One of the main parts of Ethiopia's industrialization drive is the textile and garment sector, which the government hopes will substantially boost export revenue while creating mass employment opportunities for Ethiopians.
Ethiopia's aim to earn 1 billion U.S. dollars from textile and garment production in several years' time may seem too ambitious, given the sector's revenue of only 89.3 million dollars in the fiscal year that ended on July 8, industry players are optimistic on the way forward.

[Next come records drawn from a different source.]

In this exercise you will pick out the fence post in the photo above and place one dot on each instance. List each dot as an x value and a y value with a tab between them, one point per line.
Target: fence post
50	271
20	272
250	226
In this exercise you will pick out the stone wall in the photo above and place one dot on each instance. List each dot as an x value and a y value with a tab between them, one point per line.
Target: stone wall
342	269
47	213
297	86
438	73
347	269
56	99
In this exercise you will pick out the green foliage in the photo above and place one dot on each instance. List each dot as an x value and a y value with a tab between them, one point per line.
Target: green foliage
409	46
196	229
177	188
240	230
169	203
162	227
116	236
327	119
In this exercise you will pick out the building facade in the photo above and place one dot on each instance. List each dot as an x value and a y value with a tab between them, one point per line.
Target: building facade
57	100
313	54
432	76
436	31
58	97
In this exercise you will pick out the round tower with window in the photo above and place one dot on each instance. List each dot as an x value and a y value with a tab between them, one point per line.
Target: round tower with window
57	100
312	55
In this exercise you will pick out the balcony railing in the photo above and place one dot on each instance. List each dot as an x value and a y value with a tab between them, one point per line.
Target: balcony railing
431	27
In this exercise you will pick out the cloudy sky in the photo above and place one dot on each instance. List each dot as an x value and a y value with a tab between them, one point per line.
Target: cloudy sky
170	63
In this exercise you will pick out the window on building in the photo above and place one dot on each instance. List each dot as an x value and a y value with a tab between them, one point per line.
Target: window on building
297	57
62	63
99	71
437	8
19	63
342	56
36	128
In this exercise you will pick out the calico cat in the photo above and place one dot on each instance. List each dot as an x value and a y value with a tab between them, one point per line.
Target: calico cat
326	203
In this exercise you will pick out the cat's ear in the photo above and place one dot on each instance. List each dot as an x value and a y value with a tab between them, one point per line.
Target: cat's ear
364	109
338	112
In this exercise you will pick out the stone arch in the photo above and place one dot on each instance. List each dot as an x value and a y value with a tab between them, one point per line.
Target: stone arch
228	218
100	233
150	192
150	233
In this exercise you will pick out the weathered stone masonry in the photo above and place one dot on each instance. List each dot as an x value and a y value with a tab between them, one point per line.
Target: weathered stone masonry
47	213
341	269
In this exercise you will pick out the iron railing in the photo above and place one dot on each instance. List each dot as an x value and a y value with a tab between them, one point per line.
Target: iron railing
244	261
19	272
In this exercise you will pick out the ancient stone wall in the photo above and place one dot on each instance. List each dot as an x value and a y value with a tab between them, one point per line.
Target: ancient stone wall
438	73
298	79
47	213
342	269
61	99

The country is working on several fronts to increase revenue from the sector Cheap Men's Air Jordan 1 Retro High OG Black White For Sale , said Bantiyhun Gesesse, corporate communications director at Ethiopia Textile Industry Development Institute.
INDUSTRIAL PARKS ARE THE FUTURE
While Ethiopia's export targets have failed on several benchmarks, industry insiders say the textile and garment sector is still on an optimistic trajectory.
Fasil Tadesse, president of Ethiopian Textile and Garment Manufacturing Association, said the handicap the sector faces can be solved with the provision of industrial zones.
"The proliferation of industrial parks overseen by Ethiopian Prime Minister Hailemariam Desalegn and Ethiopian Industrial Park Corporation Board Chairperson Arkebe Oqubay shows government commitment to textile and garment sector," he said.
Hawassa Industrial Park was constructed at a cost of 246 million dollars, while Mekelle and Kombolcha Industrial Parks cost 100 million and 90 million dollars respectively.
All three industrial parks were constructed by China Civil Engineering Construction Company.
"We need a leadership that's vigilant, vibrant and with full experience that can lead with knowledge in these industrial parks if they're to fulfill Ethiopia's textile and garment sector aspirations," Tadesse said.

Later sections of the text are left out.